No one knows what recommendations would be imposed, or how those recommendations could change, resulting in ongoing uncertainty for employers about acceptable and unacceptable benefit plan designs.
“The end result would be that employers would lose control over the design of their health care plans,” Buck Consultants' Ms. Sheaks said.
The House legislation also would make it difficult for employers offering health care coverage to retired employees and their dependents to reduce benefits. The bill would disallow reducing retiree coverage unless comparable reductions were imposed on active employees.
The only exception would be for employers that could prove to the Department of Labor that a bar on reducing retiree benefits would result in an “undue” hardship on them.
Approving the provision would be a case of “no good deed goes unpunished,” said Steve Wojcik, vp-public policy with the Washington-based National Business Group on Health, noting that it would apply only to employers offering retiree health care coverage.
If employers believe it likely that such a provision would make it into a final bill, there likely would be a rush by employers to reduce or eliminate coverage while they still have that ability, some say.
“There would be a run on the bank,” said Mark Ugoretz, president of the ERISA Industry Committee in Washington.

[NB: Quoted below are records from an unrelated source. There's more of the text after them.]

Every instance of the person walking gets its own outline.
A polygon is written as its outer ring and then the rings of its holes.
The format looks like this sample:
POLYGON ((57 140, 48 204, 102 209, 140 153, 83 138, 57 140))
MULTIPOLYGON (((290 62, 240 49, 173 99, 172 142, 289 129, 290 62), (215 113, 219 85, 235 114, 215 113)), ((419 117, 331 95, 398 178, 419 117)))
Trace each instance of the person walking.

Other provisions could prove costly to employers. For example, the House measure would require employers to continue COBRA coverage until beneficiaries get health care coverage through a new employer or until they become eligible for coverage through new state health insurance exchanges, which the legislation would establish starting in 2013.
As a result, COBRA beneficiaries could extend coverage years after their eligibility under current law expires. Under current law, employees who terminate employment are entitled to up to 18 months of COBRA coverage, while employees' dependents can obtain up to 36 months of coverage in situations involving death, divorce or marital separation.
COBRA can be costly for employers because enrollees tend to be above-average users of medical services, and their premiums typically fall short of expenses they incur.
Other provisions also could be costly—depending on clarification—for certain employers. For example, the measure requires all but small firms to offer and pay 65% of premiums for family coverage and 72.5% of individual coverage, a standard most major firms now meet. Those not meeting that requirement would have to pay the 8%-of-pay-per-employee tax.
But employers in certain high-turnover industries, such as retail and fast-food, impose significant waiting periods, often three months, before new employees are offered coverage. Those employers would face big new costs if the coverage mandate applied when a worker begins a job. The legislation is silent on that issue.